1. Apparatus for adjusting the phase of a digital signal, the apparatus comprising phase detection means, counting means and delay means, the phase detection means sending a counting start signal to the counting means to instruct the counting means to start counting when an edge of one of the input digital signal and the feedback digital signal is detected and sending a counting stop signal to the counting means to stop the counting means when the corresponding edge of the other of the input digital signal and the feedback reference digital signal is detected, the delay means receiving the input digital signal and the count from the counting means, and introducing a delay, corresponding to the count, to the input digital signal to generate a delayed digital signal and outputting the delayed digital signal.

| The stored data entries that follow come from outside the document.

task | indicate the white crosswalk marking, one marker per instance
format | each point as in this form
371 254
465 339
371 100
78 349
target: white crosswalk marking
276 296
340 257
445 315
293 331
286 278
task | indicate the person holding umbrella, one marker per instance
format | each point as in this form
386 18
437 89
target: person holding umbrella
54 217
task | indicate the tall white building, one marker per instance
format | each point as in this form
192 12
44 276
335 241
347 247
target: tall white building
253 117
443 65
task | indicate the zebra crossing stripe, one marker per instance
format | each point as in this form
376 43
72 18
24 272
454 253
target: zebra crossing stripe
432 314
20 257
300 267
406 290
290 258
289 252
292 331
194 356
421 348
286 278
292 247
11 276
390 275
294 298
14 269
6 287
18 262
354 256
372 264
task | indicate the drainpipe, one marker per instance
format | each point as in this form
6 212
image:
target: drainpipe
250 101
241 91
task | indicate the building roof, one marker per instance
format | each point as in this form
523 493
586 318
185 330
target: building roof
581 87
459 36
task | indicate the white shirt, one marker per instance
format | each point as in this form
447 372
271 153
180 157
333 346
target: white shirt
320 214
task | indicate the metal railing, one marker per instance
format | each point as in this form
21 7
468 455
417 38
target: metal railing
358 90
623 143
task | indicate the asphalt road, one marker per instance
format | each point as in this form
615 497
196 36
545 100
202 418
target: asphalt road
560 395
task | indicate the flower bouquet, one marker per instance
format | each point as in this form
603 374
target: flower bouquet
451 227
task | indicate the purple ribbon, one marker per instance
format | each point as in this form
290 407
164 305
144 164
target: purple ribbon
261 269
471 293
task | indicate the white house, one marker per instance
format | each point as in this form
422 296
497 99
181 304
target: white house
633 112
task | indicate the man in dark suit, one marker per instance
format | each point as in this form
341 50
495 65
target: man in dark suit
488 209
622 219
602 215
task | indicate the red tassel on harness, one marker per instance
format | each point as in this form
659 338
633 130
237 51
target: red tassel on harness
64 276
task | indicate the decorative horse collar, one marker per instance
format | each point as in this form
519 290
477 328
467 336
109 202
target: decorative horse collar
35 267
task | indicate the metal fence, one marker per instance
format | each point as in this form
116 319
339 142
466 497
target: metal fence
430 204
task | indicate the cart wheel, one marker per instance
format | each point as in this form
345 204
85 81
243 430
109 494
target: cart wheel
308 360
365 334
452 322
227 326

2. Apparatus according to claim 1 , wherein the phase detection means comprises a first and second phase detection means, and the counting means comprises first and second counting means, the output from both the first and the second counting means being coupled to the delay means, the second phase detection means receiving the reference digital signal and an estimated delay signal, the first phase detection means receiving the input digital signal and the estimated delayed digital signal, and the second counting means outputting a signal indicative of the phase difference between the estimated signal and the reference signal to the delay means to generate a further estimated digital signal which is input to the first phase detecting means so that the first counting means generates an output indicative of the phase difference between the input digital signal and the further estimated digital signal to the delay means to generate the delayed digital signal.

3. Apparatus according to claim 1 or claim 2, wherein the counting means is a bi-directional counting means.

4. Apparatus according to claim 3, wherein the bi-directional counting means is a synchronous up/ down gray counter.

5. Apparatus according to any of the preceding claims, further comprising a pulse forming circuit which receives the output from the phase detection means and generates an output, which is coupled to the counting means.

6. Apparatus according to any of the preceding claims, wherein the input digital signal is a timing signal for an integrated circuit.

7. Apparatus according to claim 6, wherein the timing signal is a clock signal.

8. An integrated circuit comprising apparatus in accordance with any of claims 1 to 7.